I was reminded of this the other day when I noticed a post by George Lightbourn at the Wisconsin Policy Research Institute, attacking Krugman's advocacy of a super-massive federal stimulus package to stem the incoming tide of economic disaster. While Professor Krugman doesn't have the time to respond to every conservative's misconceptions, a post on his blog a few days later provides a neat contrast between Krugman's broad-based number crunching and Lightbourn's blind adherence to conservative ideology.
Lightbourn's argument is based on the supposition that the current recession is the result of an over-lavish lifestyle over the past few years. During the days of wine and roses we over-spent and over-borrowed. The recession is the inevitable fall back to earth after the housing bubble burst under our feet. If the government were to take out still more debt in the people's name to prop up federal and state spending based on unrealistic economic growth, we'd simply find ourselves further in the hole.
It's a compelling argument but thankfully (the last few years were hardly lavish), it isn't true. Krugman's post is based, among other things, on this figure from the Congressional Budget Office.
The small type underneath the image explains that the horizontal line in the middle is an estimation of the country's potential gross domestic product, what our economic output would be if we effectively used our resources, labor and capital. The plot line is the actual level of GDP and that vertical dotted line indicates where we are now, with real GDP projected to keep falling well into this year.
The difference between projected GDP and actual potential GDP indicates that, without stimulus, economic output over the next couple of years is going to fall well below capacity. Krugman is suggesting that the Federal Government take the necessary steps to bring economic output back up to where it ought to be.

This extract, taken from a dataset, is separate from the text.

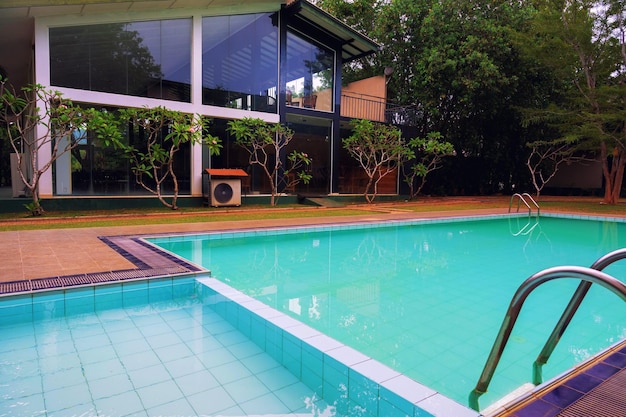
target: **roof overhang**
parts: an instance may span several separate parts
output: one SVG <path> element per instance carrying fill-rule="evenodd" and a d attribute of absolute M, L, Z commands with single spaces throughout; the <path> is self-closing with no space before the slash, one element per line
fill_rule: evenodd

The significance of this is that stimulus advocates are not, as Lightbourn claims, trying to use government spending to continue an unsustainable level of economic output. They're trying to nudge output back up toward its natural level. The spending shouldn't have to continue as a recovering economy should start to return to capacity on its own.
It's also worth noting that this graph discredits the notion that the previous few years were somehow unsustainably extravagant. The housing bubble was unsustainable but rampant speculation in real-estate only ever pushed GDP to just at potential in 2006, the height of sub-prime. Otherwise, the economy was somewhat abysmal by historical standards. A real boom looks like the late 1990s where economic output soared well beyond projected capacity then crashed down to . . . well, the Bush era.
Hopefully, with solid stimulus and needed reforms of our regulatory and tax structures, we can create a balanced economy that keeps output at or near capacity based on the production of actual goods, ideas and services, not speculative bubbles. In the meantime, there are trillions of dollars in needed infrastructure repairs to keep us busy.
Or we could could follow conservatives like George Lightbourn who want to boldly stay where we are.